Because sometimes it’s hard to take a morning off. Sometimes you have to push through the anxiety. Sometimes it takes hours to relax into the day. Sometimes it takes days to relax into a break.
And my health, my peace, my mental well-being…they’re all more important than a to-do list.
Sometimes I need a reminder.
I can absolutely relate Gigi, it’s something that many of us freelancers go through when projects come and go and I think there is always that “guilty” feeling when you are aren’t in full “hustle” mode all day every day. I have that same kind of anxiety quite often and it’s frankly a reminder of just how human we all are.
ps. I hope you guys get the chance to stay in a small village or countryside soon
Yes! It’s so ingrained in us. No matter how many years I spend training myself to slow down, there are always periods where I forget and panic. Hopefully Brasov (our next stop) will feel small enough to give us a reprieve from the big city chaos. It’s a bit large, but we’re right up against the hills and hiking trails, so fingers crossed.
Other than income related deadlines or personal logistical deadlines I like to use the phrase “tomorrow is another day” when feeling overwhelmed. My mom is 83 and her body only physically allows her to endure so much standing in one day so by 3-4pm she says I’m shutting down, tomorrow’s another day. I basically stole this motto from her and it helps with my mile long personal to do list.

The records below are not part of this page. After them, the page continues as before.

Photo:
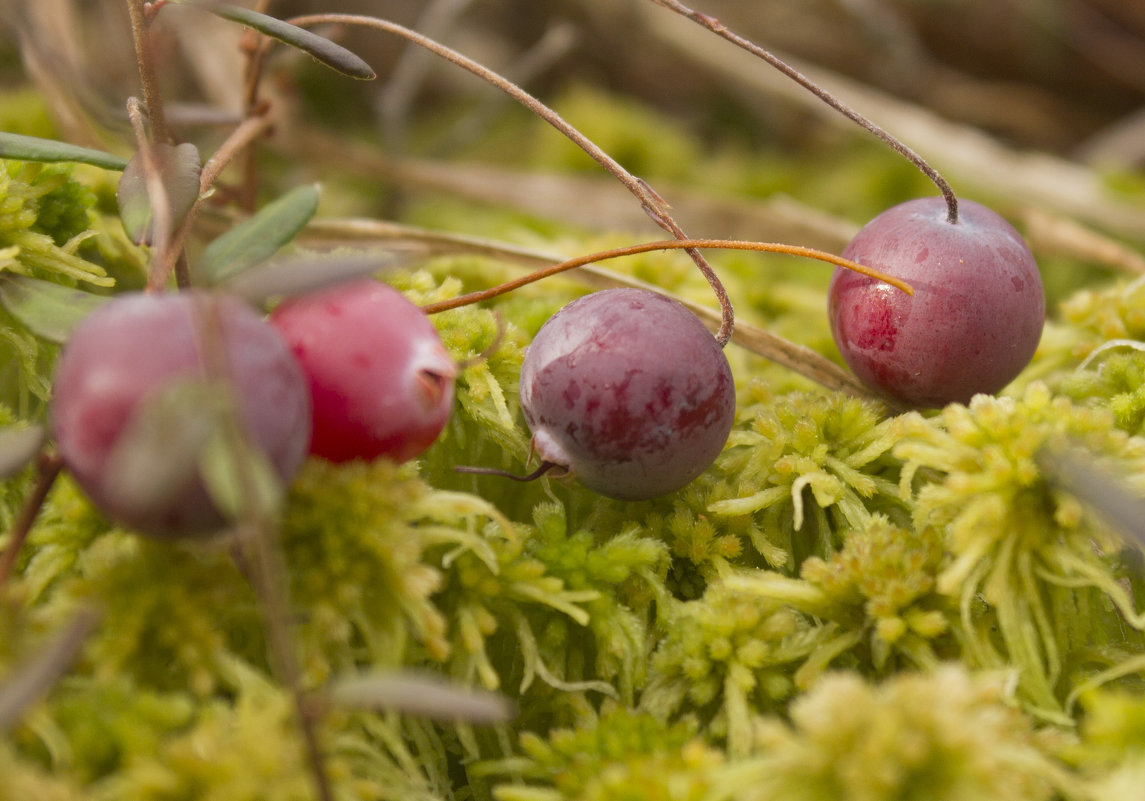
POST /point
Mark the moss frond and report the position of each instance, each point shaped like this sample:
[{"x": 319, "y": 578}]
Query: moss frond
[
  {"x": 945, "y": 735},
  {"x": 1036, "y": 579},
  {"x": 805, "y": 467}
]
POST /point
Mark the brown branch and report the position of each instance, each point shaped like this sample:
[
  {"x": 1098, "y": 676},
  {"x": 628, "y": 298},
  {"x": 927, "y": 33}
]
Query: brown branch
[{"x": 653, "y": 204}]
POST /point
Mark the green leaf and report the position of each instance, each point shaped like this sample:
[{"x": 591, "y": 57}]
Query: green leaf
[
  {"x": 18, "y": 445},
  {"x": 36, "y": 149},
  {"x": 48, "y": 310},
  {"x": 179, "y": 167},
  {"x": 239, "y": 477},
  {"x": 420, "y": 695},
  {"x": 305, "y": 274},
  {"x": 334, "y": 56},
  {"x": 158, "y": 453},
  {"x": 258, "y": 238}
]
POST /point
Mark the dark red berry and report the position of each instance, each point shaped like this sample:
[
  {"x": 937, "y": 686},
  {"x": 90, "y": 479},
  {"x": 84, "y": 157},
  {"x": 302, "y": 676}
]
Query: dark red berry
[
  {"x": 129, "y": 349},
  {"x": 380, "y": 378},
  {"x": 973, "y": 322},
  {"x": 630, "y": 391}
]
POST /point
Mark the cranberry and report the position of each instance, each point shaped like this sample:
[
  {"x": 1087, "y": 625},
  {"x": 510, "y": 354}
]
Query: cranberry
[
  {"x": 380, "y": 378},
  {"x": 628, "y": 390},
  {"x": 127, "y": 350},
  {"x": 973, "y": 322}
]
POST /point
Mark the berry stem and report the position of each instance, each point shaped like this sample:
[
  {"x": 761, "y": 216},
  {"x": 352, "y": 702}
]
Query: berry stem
[
  {"x": 720, "y": 30},
  {"x": 247, "y": 131},
  {"x": 48, "y": 467},
  {"x": 665, "y": 245},
  {"x": 268, "y": 573},
  {"x": 653, "y": 203},
  {"x": 152, "y": 101}
]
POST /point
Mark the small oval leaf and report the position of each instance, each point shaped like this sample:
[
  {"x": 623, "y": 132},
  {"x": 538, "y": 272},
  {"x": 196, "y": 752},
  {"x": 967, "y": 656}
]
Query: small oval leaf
[
  {"x": 47, "y": 309},
  {"x": 179, "y": 167},
  {"x": 258, "y": 238},
  {"x": 299, "y": 275},
  {"x": 334, "y": 56},
  {"x": 18, "y": 446},
  {"x": 420, "y": 695},
  {"x": 36, "y": 149}
]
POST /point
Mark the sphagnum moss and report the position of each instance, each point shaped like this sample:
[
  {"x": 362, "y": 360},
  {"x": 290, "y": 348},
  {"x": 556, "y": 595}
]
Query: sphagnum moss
[
  {"x": 805, "y": 467},
  {"x": 1036, "y": 579},
  {"x": 945, "y": 735}
]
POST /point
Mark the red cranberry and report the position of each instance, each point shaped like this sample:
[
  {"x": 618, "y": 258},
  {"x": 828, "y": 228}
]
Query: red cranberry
[
  {"x": 973, "y": 322},
  {"x": 630, "y": 391},
  {"x": 380, "y": 378}
]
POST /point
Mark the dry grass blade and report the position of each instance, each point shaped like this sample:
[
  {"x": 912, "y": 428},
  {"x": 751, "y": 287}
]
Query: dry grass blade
[
  {"x": 420, "y": 695},
  {"x": 972, "y": 156}
]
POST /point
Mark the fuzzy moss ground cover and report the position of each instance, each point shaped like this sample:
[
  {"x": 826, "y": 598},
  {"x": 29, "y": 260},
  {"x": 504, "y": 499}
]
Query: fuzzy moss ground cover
[{"x": 850, "y": 604}]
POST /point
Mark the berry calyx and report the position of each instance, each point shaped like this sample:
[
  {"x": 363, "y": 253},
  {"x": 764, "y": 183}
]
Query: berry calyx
[
  {"x": 629, "y": 391},
  {"x": 973, "y": 320},
  {"x": 380, "y": 379}
]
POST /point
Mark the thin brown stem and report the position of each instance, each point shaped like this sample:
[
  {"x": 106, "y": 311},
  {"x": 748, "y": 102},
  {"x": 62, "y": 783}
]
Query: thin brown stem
[
  {"x": 653, "y": 204},
  {"x": 48, "y": 467},
  {"x": 157, "y": 196},
  {"x": 258, "y": 531},
  {"x": 149, "y": 79},
  {"x": 720, "y": 30},
  {"x": 246, "y": 132},
  {"x": 666, "y": 245}
]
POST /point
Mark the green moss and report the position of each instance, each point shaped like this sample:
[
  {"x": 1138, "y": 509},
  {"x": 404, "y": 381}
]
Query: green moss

Anyway, not sure this will resonate but figured I’d share. May your next pit stop proved you with a bit more solace.
I completely relate to this! This past winter I embraced the healing of slowing down, of mental space, of quiet time and being alone. It was only possible because of being broken down and having to rebuild. In the process, I learned the importance of this lesson and just how much internal work it can take to practice.
Good to still read your voice across continents and years :)
Yes! Always so fun to see you across the interwebs as well.
This sounds just like me on many of my days off. When I started working 3 days a week I was excited because I thought I’d have all this time to do the things that I haven’t been able to do working 5 days a week. Not so it seems. My days fill up with to-do lists and I wonder how I ever accomplished the things that I did while working full time and caring for my young sons. Now setting aside me time seems to be more difficult as there are so many things I feel I “need” to do at home. I’m a project person and I have lots of personal projects that I put off while I was working full time. But, when I fully recognize that I’m not taking good care of myself, I do stop and do something special for myself, such as a professional pedicure or just time to wander the book store, have lunch with a relative or friend, or simply read one of the many books on my list. Raised as an only child, I’ve had a lot of alone time in my lifetime, so I too have to have my space and time alone, otherwise, I sometimes feel anxious and overwhelmed. We must learn to cherish ourselves enough to take the time to care for ourselves.
I hear you. I remember when I first went freelance after working an extremely demanding day job (weekends, evenings). At first, I was actually afraid I’d get bored. I wasn’t sure I’d know what to do with myself without a panicked scrambling 60+-hour workweek. But then somehow the time filled up and now I frequently wonder how people even manage to work full-time.